CHTA Calls for Continued Pandemic Diligence and Open Borders

In a letter written to the head of the CARICOM (Caribbean Community)—and copied to the region’s heads of government and health and tourism leaders—president of the Caribbean Hotel and Tourism Association (CHTA) Nicola Madden-Greig has called for the continued adherence to health safety protocols and stepped up vaccinations. She also cautioned that rushing to close Caribbean borders and impose difficult and costly travel barriers could delay the recovery and have severe consequences for the region’s economies.

Writing to the prime minister of Antigua and Barbuda Gaston Browne, who currently serves as chairman of CARICOM, Madden-Greig applauded the region’s governments, health and tourism authorities, and the tourism industry for the Caribbean’s strong tourism rebound, while maintaining the health safety of employees and travelers. She cited the low positivity rate of tested travelers, and the success of health safety protocols aimed at protecting employees, visitors and residents and added that this should reassure travelers and Caribbean residents that risk levels from tourists are extremely low, and the tourism industry continues to protect lives and livelihoods.

Madden-Greig asserted that implementing onerous measures would hamper the sustained recovery of travel and tourism and regional economies, which she said had restored an estimated 70 percent of tourism-related employment and “supported the replenishment of sorely needed tax revenue to governments.”

Despite the region’s success in reducing the impact of COVID-19, Madden-Greig warned that the proliferation of the Delta variant, the emergence of the Omicron variant, the re-emergence of travel bans and more stringent travel regulations threatened to reverse the tourism recovery. Moreover, CHTA concurs with the World Health Organization’s opposition to blanket travel bans, which it says would not prevent the international spread, while placing a heavy burden on lives and livelihoods. Additionally, such bans could harm global health efforts during a pandemic “by disincentivizing countries to report and share epidemiological and sequencing data.”

Underscoring the need for care in applying travel bans, CHTA reported advanced bookings of airline tickets and hotel stays indicated a potential tourism recovery rate in 2022 of more than 70 percent of the industry’s 2019 peak performance levels.

Tourists should also be encouraged by the fact that vaccination rates for employees in the region’s tourism industry far outpace those for the general population, and CHTA reported that 28 percent of employers surveyed reported that 100 percent of their employees were fully vaccinated and an additional 20 percent reported that between 75 and 99 percent of their workforce was fully vaccinated.

CHTA, which speaks for the private sector, sought renewed commitment from governments for reducing the high cost of approved PCR and antigen tests for residents, tourism-related employees, visitors and returning travelers, and supporting destinations experiencing difficulty achieving one- and two-day turnaround times for processing test results, by appealing to U.S., U.K. and Canadian governments for the latest testing equipment.
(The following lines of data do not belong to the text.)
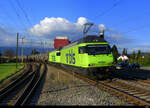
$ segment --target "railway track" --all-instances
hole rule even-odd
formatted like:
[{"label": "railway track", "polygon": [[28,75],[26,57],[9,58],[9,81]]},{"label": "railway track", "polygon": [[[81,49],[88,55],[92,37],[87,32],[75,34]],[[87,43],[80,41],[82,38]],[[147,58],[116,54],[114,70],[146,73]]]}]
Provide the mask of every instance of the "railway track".
[{"label": "railway track", "polygon": [[123,98],[125,100],[128,100],[129,102],[134,103],[135,105],[150,106],[150,91],[113,80],[112,81],[92,80],[83,75],[68,71],[66,69],[62,69],[58,66],[54,67],[56,67],[57,69],[64,70],[65,72],[79,79],[82,79],[100,89],[111,92],[112,94],[117,95],[120,98]]},{"label": "railway track", "polygon": [[137,83],[150,86],[150,78],[145,78],[144,76],[137,75],[136,73],[128,73],[128,72],[114,73],[112,78],[115,78],[116,76],[124,79],[135,80]]},{"label": "railway track", "polygon": [[32,71],[26,70],[22,76],[1,89],[0,105],[26,105],[43,76],[40,67],[41,64],[34,64]]}]

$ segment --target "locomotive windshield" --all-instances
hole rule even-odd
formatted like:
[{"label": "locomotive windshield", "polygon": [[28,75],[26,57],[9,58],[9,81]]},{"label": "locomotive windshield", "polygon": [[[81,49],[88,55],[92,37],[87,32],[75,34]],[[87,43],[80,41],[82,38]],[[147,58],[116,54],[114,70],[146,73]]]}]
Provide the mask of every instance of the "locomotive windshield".
[{"label": "locomotive windshield", "polygon": [[109,45],[87,45],[86,52],[88,55],[110,54],[111,49]]}]

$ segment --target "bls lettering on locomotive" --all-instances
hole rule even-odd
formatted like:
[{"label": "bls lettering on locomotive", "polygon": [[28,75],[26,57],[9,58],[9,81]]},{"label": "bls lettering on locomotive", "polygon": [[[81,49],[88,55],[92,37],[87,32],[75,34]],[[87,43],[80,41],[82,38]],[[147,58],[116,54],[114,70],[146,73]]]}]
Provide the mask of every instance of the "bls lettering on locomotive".
[{"label": "bls lettering on locomotive", "polygon": [[73,53],[72,50],[69,50],[68,53],[66,53],[66,62],[69,64],[75,64],[75,53]]},{"label": "bls lettering on locomotive", "polygon": [[55,56],[52,56],[52,61],[56,61]]}]

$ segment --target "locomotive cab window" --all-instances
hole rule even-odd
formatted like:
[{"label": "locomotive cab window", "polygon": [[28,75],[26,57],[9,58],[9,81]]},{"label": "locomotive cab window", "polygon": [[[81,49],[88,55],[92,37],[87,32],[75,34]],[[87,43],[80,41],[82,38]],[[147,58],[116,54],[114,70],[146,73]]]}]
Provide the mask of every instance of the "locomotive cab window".
[{"label": "locomotive cab window", "polygon": [[86,47],[79,47],[79,54],[86,53]]},{"label": "locomotive cab window", "polygon": [[56,53],[57,56],[60,56],[60,52]]},{"label": "locomotive cab window", "polygon": [[109,45],[87,45],[88,55],[110,54],[111,48]]}]

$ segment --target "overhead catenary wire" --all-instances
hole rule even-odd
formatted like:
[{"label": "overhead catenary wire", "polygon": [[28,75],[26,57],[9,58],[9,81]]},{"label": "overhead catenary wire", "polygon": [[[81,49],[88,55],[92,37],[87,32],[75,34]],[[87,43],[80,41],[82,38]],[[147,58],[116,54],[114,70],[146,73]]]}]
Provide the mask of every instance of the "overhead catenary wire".
[{"label": "overhead catenary wire", "polygon": [[106,13],[108,13],[108,12],[111,11],[113,8],[115,8],[116,6],[118,6],[120,2],[121,2],[121,0],[118,0],[118,1],[115,2],[110,8],[106,9],[106,10],[103,11],[102,13],[100,13],[100,14],[96,15],[95,17],[93,17],[92,20],[104,16]]},{"label": "overhead catenary wire", "polygon": [[21,18],[22,18],[22,17],[21,17],[20,14],[17,12],[17,9],[16,9],[16,7],[14,6],[13,2],[12,2],[11,0],[8,0],[8,2],[9,2],[9,4],[10,4],[12,10],[14,10],[15,14],[17,15],[17,18],[18,18],[20,24],[21,24],[21,25],[24,27],[24,29],[27,31],[28,29],[27,29],[26,25],[21,21]]},{"label": "overhead catenary wire", "polygon": [[16,3],[17,3],[17,5],[18,5],[18,7],[21,9],[21,11],[23,12],[24,17],[25,17],[25,19],[27,20],[27,22],[28,22],[30,25],[32,25],[31,22],[30,22],[30,20],[29,20],[29,17],[28,17],[27,12],[26,12],[26,11],[23,9],[23,7],[21,6],[21,3],[19,2],[19,0],[16,0]]}]

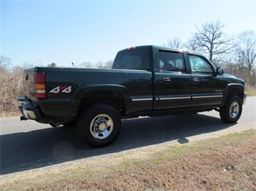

There was also a need to expand the availability of self-test kits, increased vaccination rates, advancing booster shots and including tourism-related employees in priority tiers for these additional shots. CHTA also asked for stepped-up health safety compliance for employees and tourists to minimize complacency in adhering to, and enforcing, health safety measures. The industry is being urged to continue to provide flexible cancellation policies and affordable travel insurance.

Madden-Greig contended travelers have recognized the region’s efficacy in containing the pandemic as evidenced by the Caribbean’s leading role globally in tourism’s recovery and in containing COVID-19. “Our ability to continue to manage our way through the pandemic is the fastest path to recovery, getting displaced employees back to work, ensuring businesses survive, and replenishing badly needed government revenues as we collectively work towards the sustained growth for our economies,” she wrote.